For what it’s worth, I checked and it does not seem to matter whether I set YAML output to html_notebook or html_document, (I can run either interactively in RStudio, it’s just that the html_notebook prints persistent Notebook style output in the doc instead of in the console / plots pane) - setting the chunk to cmdstan is required. NBD!
…and since we’re talking about this - what I’d really love to be able to do is connect to a remote Jupyter kernel running on a server and do the same thing via Atom + Hydrogen. I saw the @mitzimorris post about Stan notebooks in the cloud, so will try to figure something out (or maybe somebody already has a solution…). Right now if I want to iterate over models on an EC2 instance I have to edit .stan files locally and then either scp them up or push / pull via GitHub. It’s not that big of a pain, but enough (especially during model writing) that I am excited to be able to do a certain amount of light development and editing interactively on my local machine before trying to scale up.
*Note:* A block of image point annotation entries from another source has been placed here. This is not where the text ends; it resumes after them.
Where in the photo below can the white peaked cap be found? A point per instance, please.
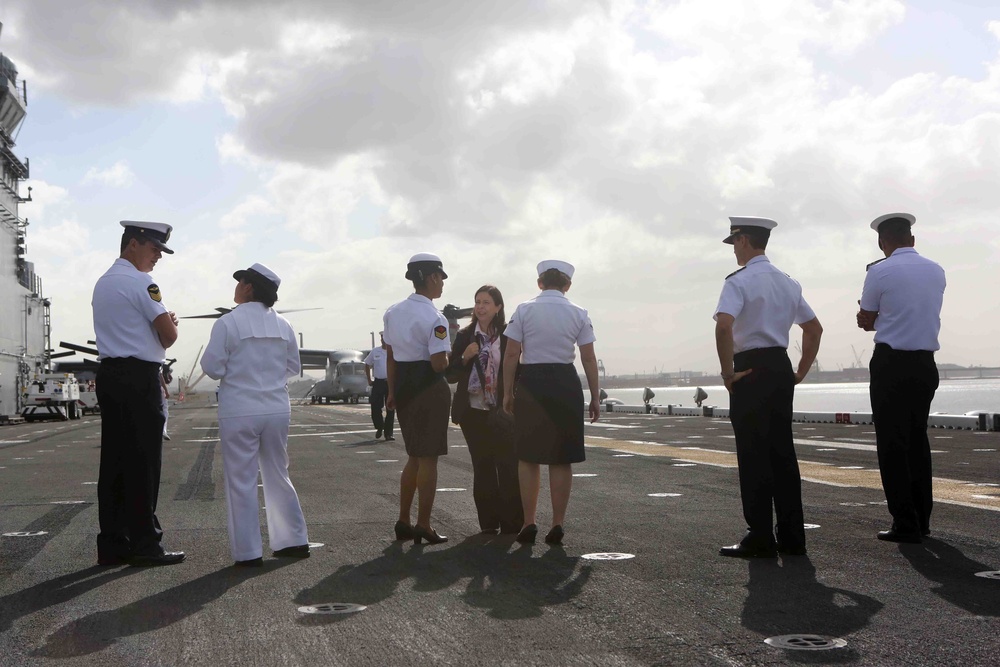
(259, 271)
(558, 265)
(739, 224)
(889, 216)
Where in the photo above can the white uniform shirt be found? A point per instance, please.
(253, 350)
(415, 329)
(907, 291)
(549, 327)
(376, 359)
(765, 304)
(126, 301)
@bearloga Thanks for looking into this. I agree it’s a bummer that neither knitr options/overrides nor hooks are respected when running chunks interactively. I don’t know why anyone would not want them to be respected interactively so maybe it’s a bug in RStudio or just something they haven’t gotten around to implementing yet?
Side note for posterity: I was able to figure out a way to do just this by connecting to a Docker container on an EC2 instance using VSCode. There is support for Jupyter notebooks, but it’s also possible to edit the remote directory tree directly, send R code to the remote console, and also do interactive plotting, which allows me to edit / compile / execute Stan files exclusively from a .Rmd or .ipynb on an instance. If your Docker container is equipped with GitHub permissions it’s also possible to fetch and push.